Personally I have only seen a handful, they stand out because I am a domainer, much like when I saw Cue using cue.cc.

I keep seeing local companies using .com or not bothering with a website and using Facebook.
 

Christopher

Top Contributor
Sorry to be more clear i'm in the hospitality sector, and restaurants and cafe's are using the respective extension, when other businesses have grabbed the .com.au and .net.au, and because this sector tends to have similar business names to other's overseas the saturation is quite high and i'm finding more and more clients going for these. Yes I agree if they can get the .com instead of the .au they do jump for that.
 

snoopy

Top Contributor
Sorry to be more clear i'm in the hospitality sector, and restaurants and cafe's are using the respective extension, when other businesses have grabbed the .com.au and .net.au, and because this sector tends to have similar business names to other's overseas the saturation is quite high and i'm finding more and more clients going for these. Yes I agree if they can get the .com instead of the .au they do jump for that.

I think I noticed a chicken place using one a while ago.

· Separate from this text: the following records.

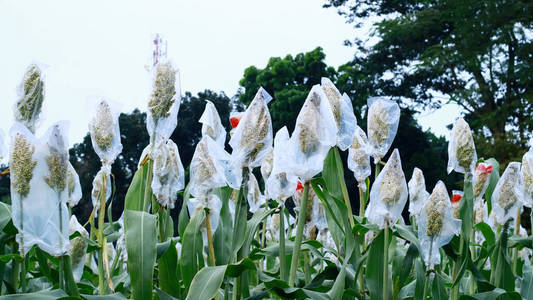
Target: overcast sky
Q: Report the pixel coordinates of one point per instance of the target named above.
(102, 47)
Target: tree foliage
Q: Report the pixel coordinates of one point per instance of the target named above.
(478, 54)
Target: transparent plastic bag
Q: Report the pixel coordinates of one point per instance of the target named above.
(436, 225)
(382, 125)
(101, 187)
(78, 249)
(481, 179)
(314, 134)
(74, 186)
(507, 195)
(527, 177)
(214, 204)
(253, 136)
(281, 183)
(3, 148)
(212, 125)
(457, 196)
(210, 168)
(358, 158)
(417, 192)
(342, 109)
(38, 188)
(388, 194)
(169, 175)
(104, 129)
(462, 156)
(164, 103)
(255, 198)
(30, 95)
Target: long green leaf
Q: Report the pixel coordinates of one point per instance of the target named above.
(167, 267)
(141, 247)
(206, 283)
(192, 245)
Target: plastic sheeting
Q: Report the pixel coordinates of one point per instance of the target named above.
(388, 194)
(253, 136)
(462, 156)
(436, 225)
(417, 192)
(314, 134)
(342, 110)
(382, 125)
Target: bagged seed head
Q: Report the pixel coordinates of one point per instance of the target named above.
(457, 196)
(38, 187)
(3, 148)
(255, 198)
(314, 134)
(382, 125)
(417, 192)
(436, 225)
(214, 204)
(462, 154)
(527, 177)
(388, 194)
(101, 187)
(281, 184)
(342, 109)
(507, 195)
(253, 136)
(104, 129)
(267, 164)
(164, 103)
(358, 158)
(78, 248)
(210, 169)
(481, 179)
(73, 186)
(169, 175)
(30, 98)
(212, 125)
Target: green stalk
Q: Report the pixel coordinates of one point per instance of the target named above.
(386, 262)
(282, 257)
(299, 235)
(340, 174)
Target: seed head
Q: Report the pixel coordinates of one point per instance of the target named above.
(102, 126)
(22, 165)
(163, 95)
(30, 104)
(435, 209)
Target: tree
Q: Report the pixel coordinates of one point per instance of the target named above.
(290, 80)
(477, 53)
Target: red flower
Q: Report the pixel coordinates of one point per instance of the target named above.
(235, 120)
(484, 168)
(457, 196)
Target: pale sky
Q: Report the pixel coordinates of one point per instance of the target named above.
(101, 48)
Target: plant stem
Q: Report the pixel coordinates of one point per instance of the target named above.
(386, 262)
(282, 257)
(340, 174)
(209, 239)
(299, 234)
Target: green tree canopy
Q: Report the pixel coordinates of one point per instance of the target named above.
(478, 54)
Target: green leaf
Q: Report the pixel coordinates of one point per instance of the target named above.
(141, 247)
(526, 287)
(167, 267)
(134, 199)
(494, 177)
(224, 232)
(206, 283)
(41, 295)
(191, 250)
(437, 288)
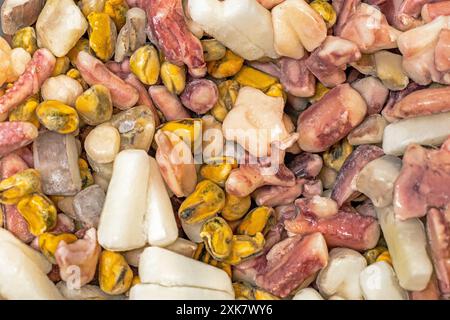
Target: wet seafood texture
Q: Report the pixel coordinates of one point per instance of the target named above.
(225, 149)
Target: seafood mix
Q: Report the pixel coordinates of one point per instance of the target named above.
(235, 149)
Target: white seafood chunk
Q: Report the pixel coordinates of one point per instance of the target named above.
(39, 260)
(427, 130)
(378, 282)
(158, 292)
(56, 158)
(244, 26)
(341, 275)
(307, 294)
(166, 268)
(59, 26)
(160, 219)
(21, 278)
(376, 180)
(406, 241)
(297, 27)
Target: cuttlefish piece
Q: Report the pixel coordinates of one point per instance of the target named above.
(424, 181)
(255, 122)
(369, 29)
(419, 56)
(176, 163)
(297, 27)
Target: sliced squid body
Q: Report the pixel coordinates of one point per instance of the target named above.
(419, 56)
(173, 275)
(407, 244)
(255, 122)
(160, 221)
(137, 208)
(297, 27)
(244, 26)
(379, 282)
(38, 259)
(307, 294)
(341, 275)
(376, 180)
(21, 278)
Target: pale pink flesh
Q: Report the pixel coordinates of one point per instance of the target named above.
(144, 97)
(329, 61)
(329, 120)
(83, 253)
(347, 228)
(431, 292)
(424, 181)
(442, 51)
(438, 228)
(249, 177)
(420, 103)
(343, 189)
(396, 96)
(374, 93)
(37, 71)
(291, 263)
(200, 95)
(306, 165)
(15, 135)
(295, 78)
(168, 28)
(168, 103)
(93, 71)
(431, 11)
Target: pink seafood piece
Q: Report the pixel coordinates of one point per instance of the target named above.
(424, 181)
(420, 103)
(344, 189)
(401, 14)
(396, 96)
(15, 135)
(93, 71)
(374, 93)
(344, 9)
(64, 224)
(27, 155)
(144, 97)
(292, 264)
(273, 196)
(168, 29)
(419, 57)
(431, 292)
(249, 177)
(442, 51)
(269, 4)
(295, 77)
(78, 260)
(306, 165)
(343, 227)
(431, 11)
(200, 95)
(14, 221)
(369, 29)
(329, 61)
(438, 228)
(329, 120)
(37, 71)
(120, 69)
(168, 103)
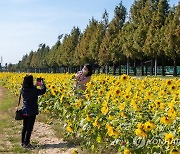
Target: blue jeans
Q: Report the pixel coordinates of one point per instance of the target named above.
(28, 123)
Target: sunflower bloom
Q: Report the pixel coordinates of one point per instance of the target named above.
(148, 126)
(127, 151)
(169, 138)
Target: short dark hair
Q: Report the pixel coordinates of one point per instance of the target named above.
(28, 81)
(89, 67)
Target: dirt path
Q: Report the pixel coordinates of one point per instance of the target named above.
(43, 136)
(48, 142)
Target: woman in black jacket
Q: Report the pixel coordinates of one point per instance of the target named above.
(30, 95)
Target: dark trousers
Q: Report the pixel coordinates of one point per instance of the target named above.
(28, 123)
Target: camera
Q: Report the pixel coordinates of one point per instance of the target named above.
(39, 79)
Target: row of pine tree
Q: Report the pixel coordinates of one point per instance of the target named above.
(149, 32)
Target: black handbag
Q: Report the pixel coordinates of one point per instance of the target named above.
(18, 114)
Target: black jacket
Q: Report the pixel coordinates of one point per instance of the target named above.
(30, 98)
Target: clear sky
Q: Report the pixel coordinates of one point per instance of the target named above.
(24, 24)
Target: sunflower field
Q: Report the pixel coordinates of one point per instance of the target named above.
(128, 114)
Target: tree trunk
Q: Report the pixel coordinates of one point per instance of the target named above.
(163, 68)
(114, 69)
(142, 67)
(175, 68)
(151, 73)
(134, 68)
(119, 68)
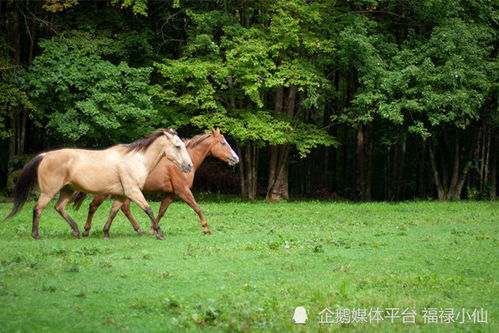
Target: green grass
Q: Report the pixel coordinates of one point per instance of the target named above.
(261, 262)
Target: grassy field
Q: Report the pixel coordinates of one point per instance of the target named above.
(259, 264)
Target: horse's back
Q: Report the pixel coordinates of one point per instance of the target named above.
(91, 171)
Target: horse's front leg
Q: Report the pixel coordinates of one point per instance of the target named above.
(186, 195)
(114, 210)
(92, 208)
(126, 210)
(136, 196)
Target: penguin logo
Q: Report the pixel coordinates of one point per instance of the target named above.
(300, 316)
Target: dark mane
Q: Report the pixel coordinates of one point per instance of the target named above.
(194, 141)
(142, 144)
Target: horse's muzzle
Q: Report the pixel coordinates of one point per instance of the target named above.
(186, 167)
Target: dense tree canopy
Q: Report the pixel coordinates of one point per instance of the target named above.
(364, 99)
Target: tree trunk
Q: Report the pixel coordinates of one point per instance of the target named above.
(363, 162)
(248, 170)
(441, 193)
(278, 188)
(493, 173)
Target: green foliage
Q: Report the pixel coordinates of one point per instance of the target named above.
(426, 84)
(78, 94)
(228, 70)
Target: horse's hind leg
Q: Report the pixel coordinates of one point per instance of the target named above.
(136, 196)
(188, 197)
(92, 208)
(114, 210)
(64, 198)
(43, 201)
(165, 203)
(126, 210)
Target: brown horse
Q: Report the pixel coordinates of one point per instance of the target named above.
(167, 178)
(120, 171)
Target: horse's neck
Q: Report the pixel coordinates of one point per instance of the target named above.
(198, 153)
(153, 154)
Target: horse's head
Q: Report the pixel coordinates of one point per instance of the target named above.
(221, 148)
(174, 150)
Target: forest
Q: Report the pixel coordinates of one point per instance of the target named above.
(362, 100)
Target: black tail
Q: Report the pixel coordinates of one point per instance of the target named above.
(77, 199)
(25, 184)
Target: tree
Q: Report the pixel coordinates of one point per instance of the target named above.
(81, 96)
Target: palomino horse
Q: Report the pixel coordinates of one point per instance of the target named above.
(167, 178)
(120, 171)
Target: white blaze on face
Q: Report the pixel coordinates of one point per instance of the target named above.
(300, 316)
(234, 155)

I think this is the type of business that can skip the domain entirely. Some could probably just get by with uber eats and no website, or a zomato profile etc. They now have a lot of alternatives to using a domain. For a very small cafe it is probably a waste of money setting up a website in the first place.
 

Christopher

Top Contributor
Yes agree with you @snoopy , third party sites are good, but the business holder ultimately doesn't own these and the old school booking via a bigpond email on a business card is getting scarce these days, as customers demand an accessible website, and one that doesn't require some form of social media account to be able to view it.
 

Andrew Wright

Top Contributor
That's, what, a 4K decline in one month? OMG has been dropping a lot recently - they would have certain months where they bulk registered when they were building the portfolio - we're seeing a lot of those domains dropped now (as they should be). Not the only factor, but certainly a contributing one...
 

snoopy

Top Contributor
Yes agree with you @snoopy , third party sites are good, but the business holder ultimately doesn't own these and the old school booking via a bigpond email on a business card is getting scarce these days, as customers demand an accessible website, and one that doesn't require some form of social media account to be able to view it.

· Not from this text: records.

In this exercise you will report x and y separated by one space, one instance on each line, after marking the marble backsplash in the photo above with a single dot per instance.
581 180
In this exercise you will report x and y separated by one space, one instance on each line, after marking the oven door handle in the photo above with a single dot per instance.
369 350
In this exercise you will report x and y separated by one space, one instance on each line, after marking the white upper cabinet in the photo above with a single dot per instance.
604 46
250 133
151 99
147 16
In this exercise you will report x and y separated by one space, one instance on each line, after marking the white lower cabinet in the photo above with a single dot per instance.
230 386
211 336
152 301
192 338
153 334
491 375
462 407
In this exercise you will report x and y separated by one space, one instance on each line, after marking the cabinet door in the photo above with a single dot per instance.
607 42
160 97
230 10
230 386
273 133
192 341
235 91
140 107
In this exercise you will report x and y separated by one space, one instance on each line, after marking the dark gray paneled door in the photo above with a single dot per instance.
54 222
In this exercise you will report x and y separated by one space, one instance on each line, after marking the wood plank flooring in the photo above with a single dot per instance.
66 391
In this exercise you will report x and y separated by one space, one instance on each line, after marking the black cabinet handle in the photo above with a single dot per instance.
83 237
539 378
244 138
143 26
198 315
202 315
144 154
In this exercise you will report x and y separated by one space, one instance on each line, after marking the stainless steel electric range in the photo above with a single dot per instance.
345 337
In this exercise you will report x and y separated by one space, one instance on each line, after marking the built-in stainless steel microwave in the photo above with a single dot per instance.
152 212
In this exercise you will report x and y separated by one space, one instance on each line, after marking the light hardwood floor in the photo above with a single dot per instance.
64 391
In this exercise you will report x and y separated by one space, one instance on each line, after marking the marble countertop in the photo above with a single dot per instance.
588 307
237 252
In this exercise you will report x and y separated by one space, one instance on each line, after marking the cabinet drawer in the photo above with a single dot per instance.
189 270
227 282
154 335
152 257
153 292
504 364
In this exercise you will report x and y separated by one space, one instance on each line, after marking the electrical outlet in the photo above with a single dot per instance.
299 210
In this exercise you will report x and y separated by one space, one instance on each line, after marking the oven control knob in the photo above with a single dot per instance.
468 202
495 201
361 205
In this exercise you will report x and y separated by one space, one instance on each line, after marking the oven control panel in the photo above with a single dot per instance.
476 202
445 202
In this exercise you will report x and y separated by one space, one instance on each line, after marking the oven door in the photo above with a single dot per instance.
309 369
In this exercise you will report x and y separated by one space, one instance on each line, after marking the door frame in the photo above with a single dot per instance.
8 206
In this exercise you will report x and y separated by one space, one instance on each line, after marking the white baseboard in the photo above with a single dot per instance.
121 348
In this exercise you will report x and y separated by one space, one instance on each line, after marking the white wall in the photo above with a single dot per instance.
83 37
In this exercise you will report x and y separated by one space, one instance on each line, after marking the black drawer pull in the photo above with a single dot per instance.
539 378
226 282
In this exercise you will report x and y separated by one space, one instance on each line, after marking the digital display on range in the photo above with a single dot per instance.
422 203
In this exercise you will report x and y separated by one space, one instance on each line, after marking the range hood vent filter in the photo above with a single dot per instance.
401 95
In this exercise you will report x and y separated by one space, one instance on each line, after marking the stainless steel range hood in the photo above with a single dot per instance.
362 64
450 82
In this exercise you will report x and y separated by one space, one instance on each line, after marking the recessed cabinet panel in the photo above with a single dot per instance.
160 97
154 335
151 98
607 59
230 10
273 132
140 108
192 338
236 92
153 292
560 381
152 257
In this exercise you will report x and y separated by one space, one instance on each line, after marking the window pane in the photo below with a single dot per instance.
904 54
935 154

For a small cafe/restaurant I don't think it would matter much, auto mated booking services, Zomato, Facebook etc may well work far better than investing in a website.
 

Data Glasses

Top Contributor
It was handy to go the website of the place where we had the xmas get together and see the menu and available beers. Also to get an idea of the the space. Works for some, Part of the decline is probably that 3d guy dropping all his names!
 

snoopy

Top Contributor
It was handy to go the website of the place where we had the xmas get together and see the menu and available beers. Also to get an idea of the the space. Works for some, Part of the decline is probably that 3d guy dropping all his names!

I would say los of people are dropping names right now. With the prospect of direct registrations it would make a lot of sense to be trimming right down. If you look at the UK market things never really recovered. The whole industry will be a mess for a very long time if it ever happens.

Could you have visited their Facebook page or looked at Zomato if they didn't have a website though. Personally I find Zomato is good for looking at the menu as someone has pretty much always uploaded it.

What were the available biers that you mention?